Teens Raising Awareness Of Tobacco Marketing Practices

Atlanta, March 3, 2017 – The Georgia Department of Public Health (DPH) partnered with The Center for Pan Asian Community Services (CPACS) and Georgia Team Empowerment (GATE) to conduct an assessment of geographical zip codes representing immigrant and refugee communities as part of a pilot project. This assessment explores the point-of-sale (POS) on various tobacco products and its accessibility to the young population in order to understand what messages about retail availability should be presented to the communities of focus in a culturally and linguistically appropriate way.

Three communities (Doraville, Chamblee, and Clarkston) located in DeKalb County were chosen for the pilot.
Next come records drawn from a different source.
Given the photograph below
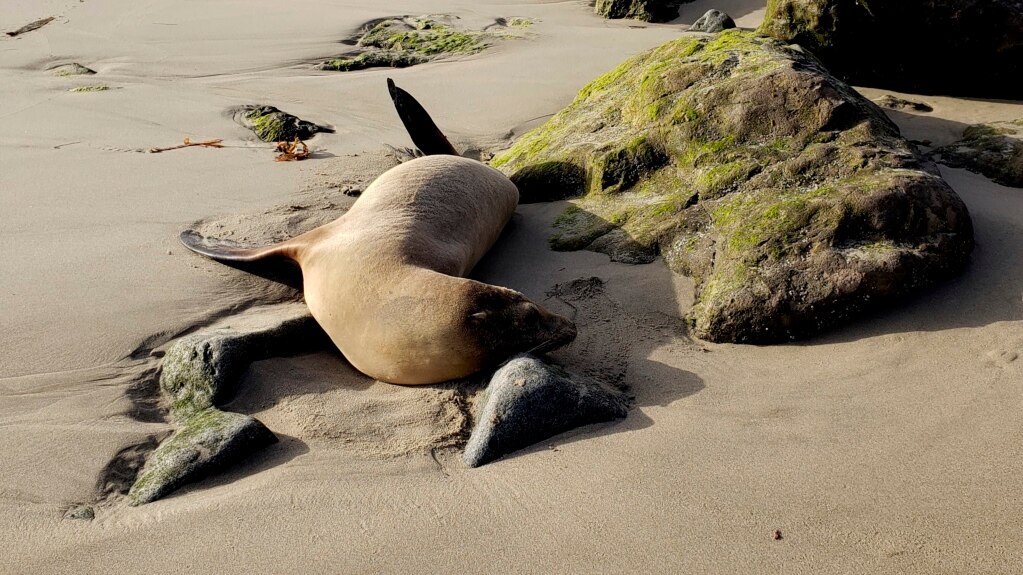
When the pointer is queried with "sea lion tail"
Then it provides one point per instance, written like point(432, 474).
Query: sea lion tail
point(225, 251)
point(426, 135)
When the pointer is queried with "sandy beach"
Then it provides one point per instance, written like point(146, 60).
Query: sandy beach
point(891, 445)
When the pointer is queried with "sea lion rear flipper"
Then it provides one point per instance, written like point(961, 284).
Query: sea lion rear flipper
point(426, 135)
point(223, 251)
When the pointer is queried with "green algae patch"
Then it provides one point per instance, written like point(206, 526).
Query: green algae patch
point(992, 149)
point(747, 166)
point(198, 372)
point(272, 125)
point(207, 442)
point(95, 88)
point(73, 69)
point(405, 41)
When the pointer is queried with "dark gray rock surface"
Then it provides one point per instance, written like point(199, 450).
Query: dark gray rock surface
point(650, 10)
point(528, 401)
point(713, 21)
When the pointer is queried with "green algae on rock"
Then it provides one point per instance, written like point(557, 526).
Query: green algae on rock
point(404, 41)
point(73, 69)
point(94, 88)
point(950, 47)
point(791, 200)
point(650, 10)
point(992, 149)
point(207, 442)
point(201, 371)
point(272, 125)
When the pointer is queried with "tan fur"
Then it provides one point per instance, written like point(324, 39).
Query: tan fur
point(386, 279)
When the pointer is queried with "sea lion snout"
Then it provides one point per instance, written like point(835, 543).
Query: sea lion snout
point(556, 332)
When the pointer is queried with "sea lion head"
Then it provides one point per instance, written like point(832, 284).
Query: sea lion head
point(505, 322)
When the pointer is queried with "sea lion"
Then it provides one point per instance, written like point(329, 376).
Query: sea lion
point(387, 279)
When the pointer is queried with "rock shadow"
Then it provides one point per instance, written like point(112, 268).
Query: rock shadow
point(631, 330)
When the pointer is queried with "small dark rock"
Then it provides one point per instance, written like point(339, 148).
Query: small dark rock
point(81, 513)
point(272, 125)
point(713, 21)
point(31, 27)
point(650, 10)
point(528, 401)
point(73, 69)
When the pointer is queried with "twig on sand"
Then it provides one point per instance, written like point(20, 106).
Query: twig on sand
point(31, 26)
point(288, 151)
point(189, 143)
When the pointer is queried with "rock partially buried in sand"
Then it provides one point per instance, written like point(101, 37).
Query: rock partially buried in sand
point(650, 10)
point(405, 41)
point(954, 47)
point(528, 401)
point(791, 200)
point(202, 370)
point(272, 125)
point(993, 149)
point(713, 21)
point(208, 442)
point(73, 69)
point(893, 102)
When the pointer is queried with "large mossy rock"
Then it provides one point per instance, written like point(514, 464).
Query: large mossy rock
point(791, 200)
point(993, 149)
point(650, 10)
point(962, 47)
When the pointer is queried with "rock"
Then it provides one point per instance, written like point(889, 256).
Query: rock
point(203, 369)
point(272, 125)
point(81, 513)
point(208, 442)
point(73, 69)
point(528, 401)
point(405, 41)
point(791, 200)
point(954, 47)
point(892, 102)
point(650, 10)
point(993, 149)
point(713, 21)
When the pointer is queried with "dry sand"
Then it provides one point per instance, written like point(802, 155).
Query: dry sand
point(894, 445)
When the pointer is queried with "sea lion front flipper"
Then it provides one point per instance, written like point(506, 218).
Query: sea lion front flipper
point(275, 263)
point(426, 135)
point(225, 251)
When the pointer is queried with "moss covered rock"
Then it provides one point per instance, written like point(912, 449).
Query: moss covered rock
point(208, 442)
point(202, 370)
point(404, 41)
point(650, 10)
point(791, 200)
point(272, 125)
point(993, 149)
point(967, 47)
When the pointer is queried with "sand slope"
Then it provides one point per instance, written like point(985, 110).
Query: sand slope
point(889, 446)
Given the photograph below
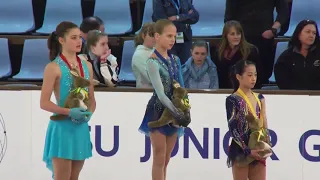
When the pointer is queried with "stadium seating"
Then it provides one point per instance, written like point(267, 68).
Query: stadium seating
point(60, 10)
point(5, 64)
point(211, 17)
point(34, 59)
point(16, 16)
point(116, 15)
point(126, 74)
point(302, 9)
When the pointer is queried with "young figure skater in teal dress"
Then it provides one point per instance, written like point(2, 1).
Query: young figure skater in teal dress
point(162, 69)
point(67, 142)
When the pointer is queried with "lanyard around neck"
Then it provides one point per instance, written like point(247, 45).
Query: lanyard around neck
point(171, 68)
point(245, 97)
point(69, 66)
point(177, 5)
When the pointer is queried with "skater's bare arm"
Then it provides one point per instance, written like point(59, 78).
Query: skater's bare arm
point(92, 100)
point(50, 76)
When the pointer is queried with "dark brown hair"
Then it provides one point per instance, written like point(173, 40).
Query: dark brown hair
point(238, 68)
point(161, 24)
point(244, 46)
point(53, 43)
point(295, 41)
point(92, 39)
point(147, 29)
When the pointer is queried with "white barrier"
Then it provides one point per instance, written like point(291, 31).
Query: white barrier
point(120, 151)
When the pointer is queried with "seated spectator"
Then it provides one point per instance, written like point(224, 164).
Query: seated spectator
point(199, 72)
point(105, 69)
point(144, 42)
point(298, 67)
point(233, 48)
point(183, 14)
point(89, 24)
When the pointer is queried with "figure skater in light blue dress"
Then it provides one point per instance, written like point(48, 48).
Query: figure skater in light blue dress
point(67, 142)
point(162, 68)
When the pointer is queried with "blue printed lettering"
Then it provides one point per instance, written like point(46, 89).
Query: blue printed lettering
point(98, 141)
point(302, 146)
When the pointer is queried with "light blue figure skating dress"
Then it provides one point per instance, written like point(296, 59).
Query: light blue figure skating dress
point(159, 72)
point(66, 139)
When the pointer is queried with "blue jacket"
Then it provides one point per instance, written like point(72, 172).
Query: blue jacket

During the months of November and December 2016, GATE youths conducted the Standardized Tobacco Assessment for Retail Settings (STARS) survey with 54 tobacco retailers with only 33 retailers agreeing to participate. Convenience stores/gas stations and grocery stores were the go-to place for smokers to purchase tobacco products. 91% of observed retailers did not display any graphic health warning signs. 82% of tobacco retailers sold cigarillos with 67% carrying different flavored products. Of particular concern the option of flavored cigarillos makes the product become much more attractive to the young population.

There was a high percentage of stores that had outdoor advertising. 24% of retailers placed products near toys and candy, and about 40% offered price promotions (i.e. multi-pack discounts or $1 off promotions). Further, the number of retail outlets in the City of Clarkston was particularly dense.
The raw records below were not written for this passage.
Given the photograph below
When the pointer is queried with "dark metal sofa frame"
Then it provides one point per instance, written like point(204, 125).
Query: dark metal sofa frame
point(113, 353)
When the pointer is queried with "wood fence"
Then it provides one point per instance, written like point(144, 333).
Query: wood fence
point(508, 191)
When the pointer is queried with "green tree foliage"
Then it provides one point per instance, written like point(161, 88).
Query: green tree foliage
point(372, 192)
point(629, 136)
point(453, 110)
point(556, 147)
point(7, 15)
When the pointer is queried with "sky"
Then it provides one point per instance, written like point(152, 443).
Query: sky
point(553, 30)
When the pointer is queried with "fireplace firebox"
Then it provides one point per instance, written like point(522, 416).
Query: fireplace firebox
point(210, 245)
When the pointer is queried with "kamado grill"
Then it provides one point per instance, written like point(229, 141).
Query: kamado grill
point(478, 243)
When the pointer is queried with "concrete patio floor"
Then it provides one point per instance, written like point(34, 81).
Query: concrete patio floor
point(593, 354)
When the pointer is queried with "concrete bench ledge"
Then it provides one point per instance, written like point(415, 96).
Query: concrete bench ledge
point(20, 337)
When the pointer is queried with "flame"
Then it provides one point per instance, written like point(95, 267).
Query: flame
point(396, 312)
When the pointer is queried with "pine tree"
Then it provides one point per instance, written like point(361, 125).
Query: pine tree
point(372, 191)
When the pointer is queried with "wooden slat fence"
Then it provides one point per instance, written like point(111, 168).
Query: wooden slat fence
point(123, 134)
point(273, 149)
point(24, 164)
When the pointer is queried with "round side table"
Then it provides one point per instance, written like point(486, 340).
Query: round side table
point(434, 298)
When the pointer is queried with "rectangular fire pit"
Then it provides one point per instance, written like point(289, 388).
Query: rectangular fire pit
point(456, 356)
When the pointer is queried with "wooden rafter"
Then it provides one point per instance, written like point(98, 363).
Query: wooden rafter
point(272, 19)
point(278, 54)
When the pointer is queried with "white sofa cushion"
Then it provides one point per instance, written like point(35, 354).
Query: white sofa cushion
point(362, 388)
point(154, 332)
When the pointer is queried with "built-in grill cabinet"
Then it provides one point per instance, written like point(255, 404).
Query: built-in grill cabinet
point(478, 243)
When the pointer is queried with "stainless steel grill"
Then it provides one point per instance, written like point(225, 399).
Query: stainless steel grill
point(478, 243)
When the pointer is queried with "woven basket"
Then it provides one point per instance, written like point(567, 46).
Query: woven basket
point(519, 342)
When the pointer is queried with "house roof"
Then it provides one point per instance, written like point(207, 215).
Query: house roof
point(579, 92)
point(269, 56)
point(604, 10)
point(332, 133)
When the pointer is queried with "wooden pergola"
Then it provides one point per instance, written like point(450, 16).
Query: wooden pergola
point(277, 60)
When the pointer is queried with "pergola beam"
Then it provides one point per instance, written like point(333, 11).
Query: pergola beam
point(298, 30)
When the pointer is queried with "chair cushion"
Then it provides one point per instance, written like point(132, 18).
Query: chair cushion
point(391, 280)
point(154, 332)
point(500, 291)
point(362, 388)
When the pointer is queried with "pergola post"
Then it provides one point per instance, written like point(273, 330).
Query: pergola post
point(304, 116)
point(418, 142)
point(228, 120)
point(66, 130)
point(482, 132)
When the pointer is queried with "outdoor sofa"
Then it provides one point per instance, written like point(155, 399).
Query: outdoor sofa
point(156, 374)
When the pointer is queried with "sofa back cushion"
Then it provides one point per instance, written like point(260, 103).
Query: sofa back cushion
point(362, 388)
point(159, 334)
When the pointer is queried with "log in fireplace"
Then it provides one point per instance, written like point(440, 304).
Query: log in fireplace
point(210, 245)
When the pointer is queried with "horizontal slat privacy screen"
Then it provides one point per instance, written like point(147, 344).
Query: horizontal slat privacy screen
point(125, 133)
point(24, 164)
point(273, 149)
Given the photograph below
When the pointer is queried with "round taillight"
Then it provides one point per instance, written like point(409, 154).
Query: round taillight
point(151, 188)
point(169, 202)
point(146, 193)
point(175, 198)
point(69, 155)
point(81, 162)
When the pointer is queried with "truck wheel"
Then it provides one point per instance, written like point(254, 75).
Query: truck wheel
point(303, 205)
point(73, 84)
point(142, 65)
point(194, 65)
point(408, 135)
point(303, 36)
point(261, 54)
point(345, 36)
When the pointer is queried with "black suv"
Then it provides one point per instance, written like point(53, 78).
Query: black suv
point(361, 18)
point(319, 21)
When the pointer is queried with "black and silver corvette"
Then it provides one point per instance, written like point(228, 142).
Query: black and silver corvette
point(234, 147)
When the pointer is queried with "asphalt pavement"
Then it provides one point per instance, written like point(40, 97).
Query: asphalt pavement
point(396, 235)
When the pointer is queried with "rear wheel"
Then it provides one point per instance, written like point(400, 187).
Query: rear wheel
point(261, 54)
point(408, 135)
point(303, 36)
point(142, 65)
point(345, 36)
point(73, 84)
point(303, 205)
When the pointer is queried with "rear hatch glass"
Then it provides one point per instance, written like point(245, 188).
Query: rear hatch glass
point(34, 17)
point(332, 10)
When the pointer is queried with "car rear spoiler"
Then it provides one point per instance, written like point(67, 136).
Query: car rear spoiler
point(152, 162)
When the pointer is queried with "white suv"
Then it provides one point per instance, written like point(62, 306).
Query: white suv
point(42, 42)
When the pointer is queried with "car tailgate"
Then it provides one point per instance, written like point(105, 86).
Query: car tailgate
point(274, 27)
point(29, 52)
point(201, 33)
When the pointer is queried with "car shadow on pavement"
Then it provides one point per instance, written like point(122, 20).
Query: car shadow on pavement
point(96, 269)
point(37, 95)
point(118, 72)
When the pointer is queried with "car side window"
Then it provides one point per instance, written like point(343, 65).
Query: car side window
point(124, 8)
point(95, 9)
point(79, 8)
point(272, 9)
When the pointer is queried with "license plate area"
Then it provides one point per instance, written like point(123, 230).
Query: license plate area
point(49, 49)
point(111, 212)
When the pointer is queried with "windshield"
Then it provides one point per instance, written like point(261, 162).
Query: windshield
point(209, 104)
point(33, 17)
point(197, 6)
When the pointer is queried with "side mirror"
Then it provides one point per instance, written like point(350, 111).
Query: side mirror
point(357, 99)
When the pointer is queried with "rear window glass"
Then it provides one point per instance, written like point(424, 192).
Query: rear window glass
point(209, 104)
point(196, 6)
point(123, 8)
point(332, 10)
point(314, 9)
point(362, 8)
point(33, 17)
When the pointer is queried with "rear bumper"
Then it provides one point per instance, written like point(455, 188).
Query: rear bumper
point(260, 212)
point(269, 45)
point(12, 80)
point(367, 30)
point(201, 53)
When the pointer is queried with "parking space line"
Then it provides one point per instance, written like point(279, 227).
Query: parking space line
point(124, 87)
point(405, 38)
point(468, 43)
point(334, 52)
CPACS and GATE recommends that collected data be shared at the local and state level to reflect issues with point of sale marketing (i.e. signage and health warnings) and product placement. In addition, tobacco outlet density limitation should be implemented in order to avoid over-saturation of communities as is seen in the City of Clarkston. This will help decrease the likelihood that youths will be able to access tobacco products. Other recommendations include restricting retailers from operating within a certain distance to other retailers, and restricting retailers in certain locations such as residential and near school grounds and parks.